Why is it sufficient to only check ${s/p_i}$ powers in finding primitive root?

Question

In an answer to Finding a primitive root of a prime number, Vadim only checks $\,a^{\large s/p_i}\bmod p\,$ to check a primitive root. It works but why it is sufficient just to check only the powers ${s/p_i}$ rather than powers of all divisors of $\phi(p)$?

Answer 1

It's a special case of the following, which uses the fact that every proper factor of $\,n\,$ divides some maximal proper factor $\,n/p,\,$ where $p$ ranges over the prime factors of $\,n\,$ (an immediate consequence of the Fundamental Theorem of Arithmetic = existence and uniqueness of prime factorizations).

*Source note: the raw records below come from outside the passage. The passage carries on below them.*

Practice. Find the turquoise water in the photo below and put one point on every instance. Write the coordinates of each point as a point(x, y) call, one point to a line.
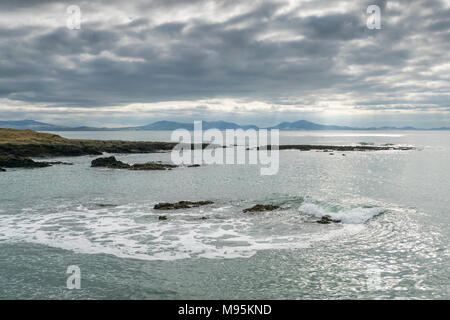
point(392, 243)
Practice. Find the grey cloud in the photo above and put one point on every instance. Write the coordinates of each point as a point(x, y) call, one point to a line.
point(138, 61)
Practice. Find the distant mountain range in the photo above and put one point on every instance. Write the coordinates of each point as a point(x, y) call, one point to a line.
point(171, 125)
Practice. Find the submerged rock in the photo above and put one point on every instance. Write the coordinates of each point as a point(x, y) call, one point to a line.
point(109, 162)
point(152, 166)
point(180, 205)
point(261, 207)
point(61, 163)
point(326, 219)
point(113, 163)
point(12, 161)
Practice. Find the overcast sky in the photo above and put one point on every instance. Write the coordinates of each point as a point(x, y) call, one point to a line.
point(260, 62)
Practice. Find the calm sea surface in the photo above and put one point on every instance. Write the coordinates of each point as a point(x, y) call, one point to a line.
point(393, 241)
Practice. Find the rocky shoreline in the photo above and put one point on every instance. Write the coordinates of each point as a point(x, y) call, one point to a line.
point(18, 146)
point(113, 163)
point(324, 148)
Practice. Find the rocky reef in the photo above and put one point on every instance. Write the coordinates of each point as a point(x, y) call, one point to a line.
point(304, 147)
point(113, 163)
point(260, 208)
point(180, 205)
point(12, 161)
point(326, 219)
point(29, 143)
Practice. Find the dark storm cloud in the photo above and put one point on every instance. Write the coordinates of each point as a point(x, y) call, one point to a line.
point(267, 52)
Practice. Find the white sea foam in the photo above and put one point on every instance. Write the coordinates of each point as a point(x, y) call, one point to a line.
point(136, 232)
point(352, 216)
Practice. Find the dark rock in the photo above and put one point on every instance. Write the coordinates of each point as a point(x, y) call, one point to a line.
point(60, 163)
point(12, 161)
point(109, 162)
point(180, 205)
point(152, 166)
point(326, 219)
point(113, 163)
point(326, 148)
point(106, 205)
point(261, 207)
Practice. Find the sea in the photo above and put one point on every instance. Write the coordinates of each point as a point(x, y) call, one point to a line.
point(392, 242)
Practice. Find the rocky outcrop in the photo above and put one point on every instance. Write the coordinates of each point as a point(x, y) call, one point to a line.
point(326, 219)
point(113, 163)
point(180, 205)
point(261, 207)
point(60, 163)
point(152, 166)
point(109, 162)
point(324, 148)
point(12, 161)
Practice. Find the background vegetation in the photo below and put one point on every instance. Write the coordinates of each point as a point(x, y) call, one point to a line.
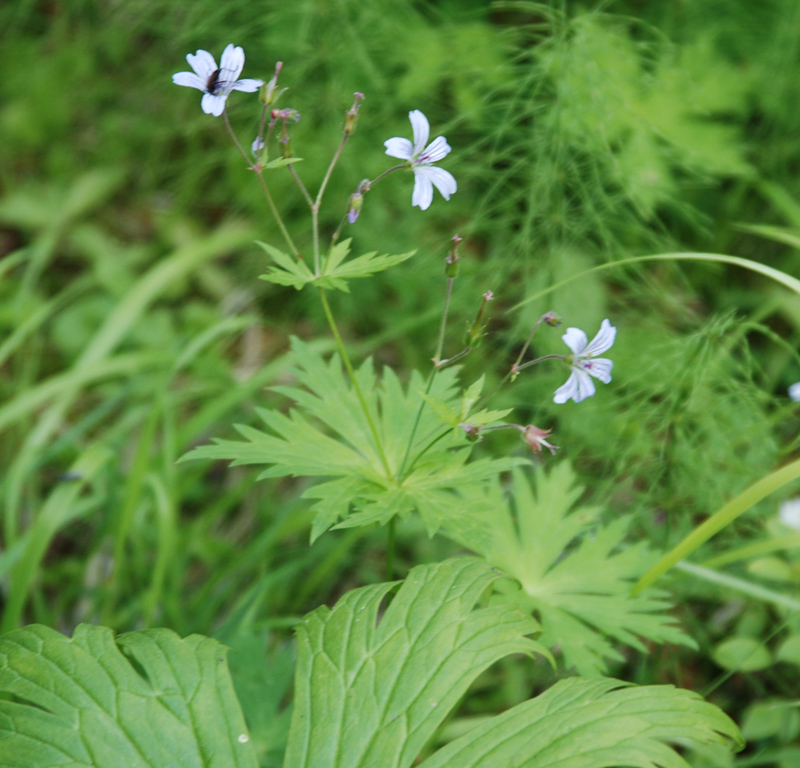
point(132, 327)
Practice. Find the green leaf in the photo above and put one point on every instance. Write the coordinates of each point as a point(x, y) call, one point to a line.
point(280, 162)
point(336, 272)
point(332, 439)
point(592, 724)
point(290, 271)
point(144, 700)
point(369, 693)
point(571, 570)
point(373, 693)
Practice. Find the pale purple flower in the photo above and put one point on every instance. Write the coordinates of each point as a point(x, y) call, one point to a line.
point(584, 362)
point(420, 158)
point(789, 513)
point(216, 83)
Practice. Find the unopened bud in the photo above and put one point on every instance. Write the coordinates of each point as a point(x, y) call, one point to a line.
point(351, 116)
point(537, 439)
point(471, 432)
point(452, 259)
point(354, 206)
point(270, 92)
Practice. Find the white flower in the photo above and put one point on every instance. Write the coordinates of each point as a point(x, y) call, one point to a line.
point(421, 159)
point(789, 513)
point(584, 362)
point(216, 83)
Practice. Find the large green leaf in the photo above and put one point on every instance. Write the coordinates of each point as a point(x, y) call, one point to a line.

Order Test $\ \,a\,$ has order $\,n\iff a^{\large n} \equiv 1\,$ but $\,a^{\large n/p} \not\equiv 1\,$ for every prime $\,p\mid n.\,$

Proof $\ (\Leftarrow)\ $ If $\,a\,$ has $\,\color{#c00}{{\rm order}\ k}\,$ then $\,k\mid n\,$ (proof). If $\:k < n\,$ then $\,k\,$ is proper factor of $\,n\,$ therefore $\,k\,$ arises by deleting at least one prime $\,p\,$ from the prime factorization of $\,n,\,$ hence $\,k\mid n/p,\,$ say $\, kj = n/p,\ $ so $\ a^{\large n/p} \equiv (\color{#c00}{a^{\large k}})^{\large j}\equiv \color{#c00}1^{\large j}\equiv 1,\,$ contra hypothesis. $\ (\Rightarrow)\ $ Clear.